Trzeba rozmawiać i to szybko
Nic nie zmieni się w strukturze raciborskiej oświaty w nowym roku szkolnym. Na podjęcie decyzji Rada miała czas do końca lutego. Plany wygaszania SP 4 i połączenia szkół w Sudole i Studziennej upadły.
O połączeniu SP 5 i SP 6 było ostatnio głośno. Środowisko Studziennej z radnymi Ryszardem Frączkiem i Marcelim Klimankiem na czele zaprotestowało, bo formalnie miano zlikwidować SP 5, pozostawić w jej murach czasowo klasy I-III, zaś uczniów klas starszych przenieść do Sudoła. Potem szkoła w Studziennej miała być w ogóle zlikwidowana. Prezydent Jan Osuchowski wycofał się jednak z kontrowersyjnego pomysłu. Jako powód podał niepokoje społeczne.Sprawa była przedmiotem dyskusji na ostatniej sesji. Wolę mieszkańców Studziennej podzieliła większość rajców. Uznano jednak, że nie załatwia to problemu, bo w SP 5 i SP 6 spada liczba dzieci. Na przykład w Sudole do klasy pierwszej pójdzie za dwa lata dwójka dzieci. Co więc dalej? Proces połączenia obu szkół jest nieuchronny, a w jakiej formie to nastąpi, to już kwestia prezydenta. Przed wypracowaniem nowej koncepcji rzeba rozmawiać z rodzicami obu dzielnic, a nie tylko jednej.
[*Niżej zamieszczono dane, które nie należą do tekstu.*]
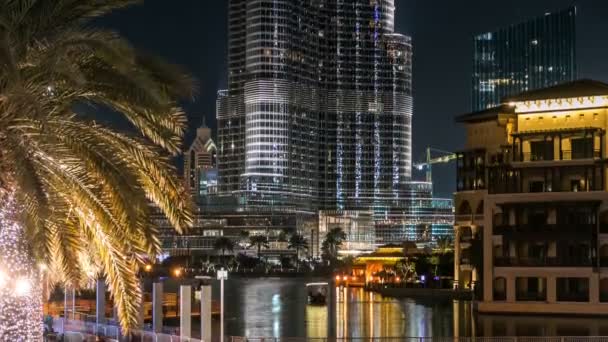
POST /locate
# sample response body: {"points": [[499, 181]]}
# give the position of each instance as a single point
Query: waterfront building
{"points": [[532, 202], [214, 218], [418, 216], [200, 164], [317, 114], [317, 118], [534, 54]]}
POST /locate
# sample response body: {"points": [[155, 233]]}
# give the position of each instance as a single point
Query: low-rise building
{"points": [[532, 202]]}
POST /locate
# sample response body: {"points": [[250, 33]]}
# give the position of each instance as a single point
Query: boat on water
{"points": [[317, 293]]}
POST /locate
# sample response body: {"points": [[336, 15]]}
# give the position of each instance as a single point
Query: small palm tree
{"points": [[444, 244], [298, 243], [332, 243], [76, 188], [223, 244], [406, 269], [258, 241]]}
To są trudne tematy, ale od tego pan jest - mówił radny Mirosław Lenk, szef Komisji Oświaty w Radzie Miasta.
Z dezaprobatą przyjęto słowa wiceprezydenta Mirosława Szypowskiego, który zasugerował możliwość łączenia klas I i II w SP 6, w której demografia sprawiać będzie większy kłopot niż w Studziennej. Niech nas ręka Boska broni przed klasami łączonymi w Raciborzu. Nigdy ich u nas nie było i mam nadzieję, że nie będzie - dodał Lenk. Zmieszany słowami swojego zastępcy był również prezydent Jan Osuchowski. W krótkich słowach udzielił mu reprymendy w urzędniczych ławach.
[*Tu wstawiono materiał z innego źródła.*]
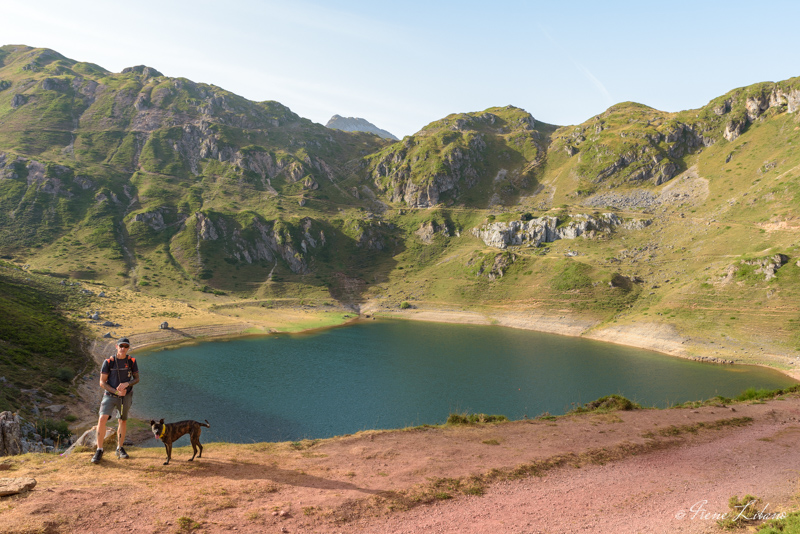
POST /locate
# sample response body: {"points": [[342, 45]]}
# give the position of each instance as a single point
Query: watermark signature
{"points": [[698, 512]]}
Ożywienie wywołała również dyskusja o włączeniu obwodu SP 13 do Gimnazjum nr 1. Wiceprezydent Szypowski wyraził obawy, że pozbawi to zaplecza Gimnazjum nr 5 na ul. Opawskiej, które dotychczas z G 1 dzieliło się uczniami podstawówki z ul. Staszica, a magistrat będzie musiał egzekwować nowe postanowienia radnych. Radny Leszek Wyrzykowski wskazał, że przydzielenie obwodów ma jedynie charakter formalny, bo i tak uczniowie wybierają te gimnazja, które chcą i nikt nie może im tego zabronić. Zalecano, by ratusz stworzył warunki, by to uczniowie sami decydowali, gdzie się chcą uczyć. Ręczne sterowanie nic nie da - dodał Wyrzykowski.
Nie będzie na razie wygaszania SP 4 przy ul. Wojska Polskiego. Negatywną opinię w tej sprawie wyraził kurator. Radni dziwili się jednak, dlaczego kurator zajął się sprawą, skoro radni nie podjęli wymaganej ku temu uchwały intencyjnej. W kuluarach wskazywano, że szkoła leży w mateczniku Jana Osuchowskiego, jego okręgu wyborczym, gdzie zawsze zdobywał najwięcej głosów. Zawsze też zdecydowanie sprzeciwiał się likwidacji S 4. Zdziwienie rajców było tym większe, że kurator nie wydał żadnej opinii w sprawie likwidacji SP 5. Dlaczego ta jedna szkoła budzi takie zatroskanie Kuratorium, a ta w Studziennej już nie, tym bardziej, że opinie powinny być wyrażone po ewentualnym podjęciu uchwał, a nie przed - mówił radny Lenk.
W miejskiej oświacie nie nastąpią więc od nowego roku szkolnego żadne istotne zmiany. W kolejnych latach będą one już konieczne. Spada liczba uczniów, w 2006 roku na emeryturę odejdzie wielu nauczycieli, co umożliwi likwidację szkół bez zwalniania nauczycieli. Widać to już po budżecie. Uczniów mamy coraz mniej, a udział wydatków oświatowych coraz większy. Oświata zabiera już pieniądze na inwestycje - mówi radny Stanisław Mika, szef Komisji Budżetu przy Radzie.